В это время в городе было только одно гулянье летом - бульвар. Я часто ходил туда. Публики собиралось немного, и то только у ротонды, где играли гарнизонные солдаты. Другой музыки в нашем городе тогда еще не существовало. Потом появился плохонький оркестр, но этот оркестр играл только в благородном собрании, для аристократии… Мне часто случалось с людьми заглядывать в окна дворянского собрания, несмотря на то, что нас гнали прочь казаки палками. Мы смотрели из любопытства, как там отплясывают, и это перенимали, стараясь так же отплясывать на улицах или где-нибудь на вечерках. Я даже заходил в самое собрание, но меня всегда гнали прочь кулаками, и мне больно было завидно, что есть счастливчики, равные мне по годам, которые удостаиваются быть там, и этих счастливчиков, как я, так и товарищи мои не любили до того, что не давали им прохода по городу. Попадется, например, барич - я ему язык высуну. Он обидится - я толкну его; он обзовет меня подлецом - я шапку с него сброшу и убегу. Конечно, это делалось один на один; или толпа нашего брата нападала на толпу баричей - и тогда завязывалась драка, за которую нас жестоко пороли… Мы ненавидели гимназистов по-своему, те ненавидели нас, потому что мы были всегда сильнее их.

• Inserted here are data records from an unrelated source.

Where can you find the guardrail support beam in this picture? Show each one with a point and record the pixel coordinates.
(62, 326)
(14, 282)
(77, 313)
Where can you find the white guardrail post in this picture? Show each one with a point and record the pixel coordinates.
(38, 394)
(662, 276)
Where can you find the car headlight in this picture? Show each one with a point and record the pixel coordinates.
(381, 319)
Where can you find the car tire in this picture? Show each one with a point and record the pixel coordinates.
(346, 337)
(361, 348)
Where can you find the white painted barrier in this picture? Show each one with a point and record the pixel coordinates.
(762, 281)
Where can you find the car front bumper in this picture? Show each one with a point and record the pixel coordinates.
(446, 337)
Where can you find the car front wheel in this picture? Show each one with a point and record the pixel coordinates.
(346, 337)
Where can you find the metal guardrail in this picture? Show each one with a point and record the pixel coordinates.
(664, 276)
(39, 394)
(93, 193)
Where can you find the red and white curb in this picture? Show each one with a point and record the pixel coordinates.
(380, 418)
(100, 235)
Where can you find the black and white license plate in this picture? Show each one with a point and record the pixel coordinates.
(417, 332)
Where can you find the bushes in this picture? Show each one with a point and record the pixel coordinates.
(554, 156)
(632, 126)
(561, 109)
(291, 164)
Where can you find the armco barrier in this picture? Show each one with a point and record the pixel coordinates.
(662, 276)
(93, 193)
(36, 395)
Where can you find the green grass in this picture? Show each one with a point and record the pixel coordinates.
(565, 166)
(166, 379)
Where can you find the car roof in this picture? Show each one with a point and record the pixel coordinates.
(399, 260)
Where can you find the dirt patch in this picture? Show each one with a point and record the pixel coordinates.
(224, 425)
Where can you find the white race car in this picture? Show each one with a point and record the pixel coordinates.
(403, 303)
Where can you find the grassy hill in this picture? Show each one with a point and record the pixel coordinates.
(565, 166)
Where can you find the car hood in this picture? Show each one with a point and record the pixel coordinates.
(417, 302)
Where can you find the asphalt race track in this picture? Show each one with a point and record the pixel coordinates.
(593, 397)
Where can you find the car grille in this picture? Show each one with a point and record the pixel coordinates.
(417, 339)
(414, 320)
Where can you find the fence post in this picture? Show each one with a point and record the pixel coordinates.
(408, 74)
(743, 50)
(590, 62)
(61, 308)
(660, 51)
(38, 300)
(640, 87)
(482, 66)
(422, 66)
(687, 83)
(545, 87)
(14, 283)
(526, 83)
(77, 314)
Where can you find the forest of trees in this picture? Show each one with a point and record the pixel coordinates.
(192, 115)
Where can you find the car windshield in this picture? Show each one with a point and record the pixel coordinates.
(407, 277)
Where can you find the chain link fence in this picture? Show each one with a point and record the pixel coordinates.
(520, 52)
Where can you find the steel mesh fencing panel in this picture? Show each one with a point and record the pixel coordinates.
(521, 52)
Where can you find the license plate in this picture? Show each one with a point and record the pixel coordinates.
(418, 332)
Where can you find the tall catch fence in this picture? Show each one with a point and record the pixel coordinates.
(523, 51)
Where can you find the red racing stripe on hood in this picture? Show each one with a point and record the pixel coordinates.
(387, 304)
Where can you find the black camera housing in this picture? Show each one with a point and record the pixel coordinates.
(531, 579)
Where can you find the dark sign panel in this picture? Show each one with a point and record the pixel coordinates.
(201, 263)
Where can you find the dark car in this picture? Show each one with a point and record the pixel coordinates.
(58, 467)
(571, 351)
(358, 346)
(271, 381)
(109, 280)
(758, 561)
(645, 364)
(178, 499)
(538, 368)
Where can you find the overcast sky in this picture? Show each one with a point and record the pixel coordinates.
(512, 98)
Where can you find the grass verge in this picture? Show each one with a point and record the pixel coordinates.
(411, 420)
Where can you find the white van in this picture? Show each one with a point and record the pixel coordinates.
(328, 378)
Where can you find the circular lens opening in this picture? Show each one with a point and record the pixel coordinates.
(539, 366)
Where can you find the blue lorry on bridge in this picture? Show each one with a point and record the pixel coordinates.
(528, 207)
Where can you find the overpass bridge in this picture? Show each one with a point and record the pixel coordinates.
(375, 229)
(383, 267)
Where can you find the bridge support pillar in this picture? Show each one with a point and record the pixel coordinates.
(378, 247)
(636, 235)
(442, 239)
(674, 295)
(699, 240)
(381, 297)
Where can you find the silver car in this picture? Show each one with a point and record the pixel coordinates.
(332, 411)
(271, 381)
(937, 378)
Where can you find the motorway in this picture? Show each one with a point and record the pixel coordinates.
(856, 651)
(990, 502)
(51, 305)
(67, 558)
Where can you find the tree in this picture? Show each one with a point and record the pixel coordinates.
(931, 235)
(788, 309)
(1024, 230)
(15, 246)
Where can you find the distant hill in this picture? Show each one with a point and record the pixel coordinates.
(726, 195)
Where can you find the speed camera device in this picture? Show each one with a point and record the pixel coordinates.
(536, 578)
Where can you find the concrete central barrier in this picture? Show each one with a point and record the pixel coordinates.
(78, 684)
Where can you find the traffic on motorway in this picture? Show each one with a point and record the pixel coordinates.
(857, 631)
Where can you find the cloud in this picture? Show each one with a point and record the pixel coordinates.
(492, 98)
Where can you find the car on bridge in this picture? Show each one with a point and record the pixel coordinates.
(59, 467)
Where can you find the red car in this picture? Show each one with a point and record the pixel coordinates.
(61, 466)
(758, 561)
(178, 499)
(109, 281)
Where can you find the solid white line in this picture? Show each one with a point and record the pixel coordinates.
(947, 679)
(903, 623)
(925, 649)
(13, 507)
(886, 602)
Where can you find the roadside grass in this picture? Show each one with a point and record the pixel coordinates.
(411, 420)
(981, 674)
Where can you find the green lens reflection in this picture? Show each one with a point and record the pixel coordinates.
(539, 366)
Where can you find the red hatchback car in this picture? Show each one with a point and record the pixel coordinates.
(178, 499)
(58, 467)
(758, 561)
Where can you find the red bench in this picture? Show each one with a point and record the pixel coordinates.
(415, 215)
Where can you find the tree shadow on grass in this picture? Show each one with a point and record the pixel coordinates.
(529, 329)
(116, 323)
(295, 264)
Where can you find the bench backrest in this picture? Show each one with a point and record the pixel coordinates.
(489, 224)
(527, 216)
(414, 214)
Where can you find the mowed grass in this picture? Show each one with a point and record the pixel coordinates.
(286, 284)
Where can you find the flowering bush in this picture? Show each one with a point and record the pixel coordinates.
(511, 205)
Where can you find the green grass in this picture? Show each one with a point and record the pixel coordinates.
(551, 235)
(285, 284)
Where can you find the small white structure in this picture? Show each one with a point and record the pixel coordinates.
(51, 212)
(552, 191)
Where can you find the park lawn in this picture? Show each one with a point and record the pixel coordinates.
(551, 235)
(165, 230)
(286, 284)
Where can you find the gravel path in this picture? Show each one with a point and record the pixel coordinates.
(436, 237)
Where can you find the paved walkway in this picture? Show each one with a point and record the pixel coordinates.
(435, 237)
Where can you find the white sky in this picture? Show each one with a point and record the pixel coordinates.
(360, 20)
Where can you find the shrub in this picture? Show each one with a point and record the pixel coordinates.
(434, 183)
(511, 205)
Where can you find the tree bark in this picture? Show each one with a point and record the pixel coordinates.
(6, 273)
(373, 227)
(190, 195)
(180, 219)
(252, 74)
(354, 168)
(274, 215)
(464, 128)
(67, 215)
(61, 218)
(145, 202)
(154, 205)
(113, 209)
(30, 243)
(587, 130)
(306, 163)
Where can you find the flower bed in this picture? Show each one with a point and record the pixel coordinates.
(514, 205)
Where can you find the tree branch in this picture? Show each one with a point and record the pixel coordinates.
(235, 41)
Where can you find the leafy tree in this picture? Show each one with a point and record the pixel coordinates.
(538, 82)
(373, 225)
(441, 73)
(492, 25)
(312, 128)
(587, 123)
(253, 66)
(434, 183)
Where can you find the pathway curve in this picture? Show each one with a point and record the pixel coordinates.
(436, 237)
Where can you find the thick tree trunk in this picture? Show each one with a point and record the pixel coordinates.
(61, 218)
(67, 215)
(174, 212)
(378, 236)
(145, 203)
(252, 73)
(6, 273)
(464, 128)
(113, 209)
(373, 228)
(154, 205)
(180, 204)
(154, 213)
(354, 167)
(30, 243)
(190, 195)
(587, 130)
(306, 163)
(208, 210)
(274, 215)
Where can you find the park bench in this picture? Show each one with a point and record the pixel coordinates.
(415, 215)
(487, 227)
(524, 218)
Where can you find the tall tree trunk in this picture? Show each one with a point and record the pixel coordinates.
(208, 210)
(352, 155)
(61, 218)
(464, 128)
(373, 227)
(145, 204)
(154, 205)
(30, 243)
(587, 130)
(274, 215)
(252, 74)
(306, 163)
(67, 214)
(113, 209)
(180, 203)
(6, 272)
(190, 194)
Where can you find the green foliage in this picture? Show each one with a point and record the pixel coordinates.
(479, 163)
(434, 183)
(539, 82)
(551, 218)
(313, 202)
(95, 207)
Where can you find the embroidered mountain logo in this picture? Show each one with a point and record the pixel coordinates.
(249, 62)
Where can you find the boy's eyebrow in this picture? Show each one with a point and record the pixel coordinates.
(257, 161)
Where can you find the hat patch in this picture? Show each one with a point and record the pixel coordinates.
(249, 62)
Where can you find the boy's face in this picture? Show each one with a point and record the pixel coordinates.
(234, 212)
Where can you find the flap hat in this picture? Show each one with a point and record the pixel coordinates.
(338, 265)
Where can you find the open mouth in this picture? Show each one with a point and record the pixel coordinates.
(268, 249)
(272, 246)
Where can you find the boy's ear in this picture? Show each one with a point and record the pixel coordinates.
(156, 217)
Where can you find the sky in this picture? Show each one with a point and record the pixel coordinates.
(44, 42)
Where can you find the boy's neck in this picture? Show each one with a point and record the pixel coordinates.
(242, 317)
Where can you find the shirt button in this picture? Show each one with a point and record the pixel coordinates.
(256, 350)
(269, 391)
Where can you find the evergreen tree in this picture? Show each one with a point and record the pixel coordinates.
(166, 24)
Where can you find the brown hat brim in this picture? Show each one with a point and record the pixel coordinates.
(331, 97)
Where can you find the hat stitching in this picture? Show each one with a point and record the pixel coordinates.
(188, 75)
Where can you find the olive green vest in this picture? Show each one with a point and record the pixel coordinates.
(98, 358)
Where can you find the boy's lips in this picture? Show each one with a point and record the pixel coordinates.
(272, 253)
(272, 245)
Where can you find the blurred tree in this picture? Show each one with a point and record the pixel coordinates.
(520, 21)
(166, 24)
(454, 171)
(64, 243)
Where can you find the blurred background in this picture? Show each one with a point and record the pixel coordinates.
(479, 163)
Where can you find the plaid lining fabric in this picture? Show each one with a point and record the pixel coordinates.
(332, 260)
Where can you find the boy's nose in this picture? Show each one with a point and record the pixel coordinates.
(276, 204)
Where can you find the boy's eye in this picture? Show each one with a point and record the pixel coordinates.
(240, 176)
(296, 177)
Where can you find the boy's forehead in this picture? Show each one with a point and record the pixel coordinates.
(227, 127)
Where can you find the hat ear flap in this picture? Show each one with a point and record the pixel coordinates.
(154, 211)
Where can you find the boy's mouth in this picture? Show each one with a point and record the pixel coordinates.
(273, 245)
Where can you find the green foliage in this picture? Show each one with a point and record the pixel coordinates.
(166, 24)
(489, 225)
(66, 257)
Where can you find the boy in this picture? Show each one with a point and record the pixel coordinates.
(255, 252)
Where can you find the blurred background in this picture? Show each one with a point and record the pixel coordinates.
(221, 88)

Они называли нас уездниками и разными неприличными именами, мы тоже дразнили их, как умели, и между ними и нами шла непримиримая вражда. Так же точно шла вражда и между семинаристами и гимназистами, и семинаристы сильно били за городом своих противников.
Река наша немногим доставляла удовольствие, и если кто любил сидеть на берегу, так это только почтовые. Когда появился один пароход, тогда берег стали посещать любопытные, и предметом их любопытства был пароход. Когда же появилось больше пароходов, публике надоели они, и она стала наслаждаться только одним гуляньем на бульваре. Берег только тогда и наполнялся людьми, когда шел лед на реке и когда шли барки, но это был только бестолковый смотр. Немногие, впрочем, любили кататься на реке и пить чай за рекой, но никто так не пользовался этим удовольствием, как почтовые. Для нас был большой праздник, когда мы уплывали за реку и под открытым небом закусывали и пили чай. Но никто так часто не плавал за реку, как дядя Антипин. Я часто просился, чтобы он взял меня с собой. Придет он к нам и отпросит у дяди меня. Отправимся мы за реку с удилишками с вечера; поудим немного, разведем огня и сидим всю ночь у огня. Здесь я забывал все, что мучило меня в эту неделю или в этот день, и как хорошо мне казалось такое сидение у горящего хвороста, это уединение, этот простор и свежесть воздуха! Понимал ли дядя Антипин все это - не знаю, только он говорит, что здесь он как будто отдыхает. Чего-то чего мы не говорили в то время! Он очень любил меня и много рассказывал мне и своим детям хорошего, как иногда дома; я заслушивался его и забывал в это время город, который казался мне пугалом; я дышал свободно - и с какой любовью смотрел я на реку, на лес и необъятное пространство! но и тут я ничего не понимал, а только смотрел во все глаза…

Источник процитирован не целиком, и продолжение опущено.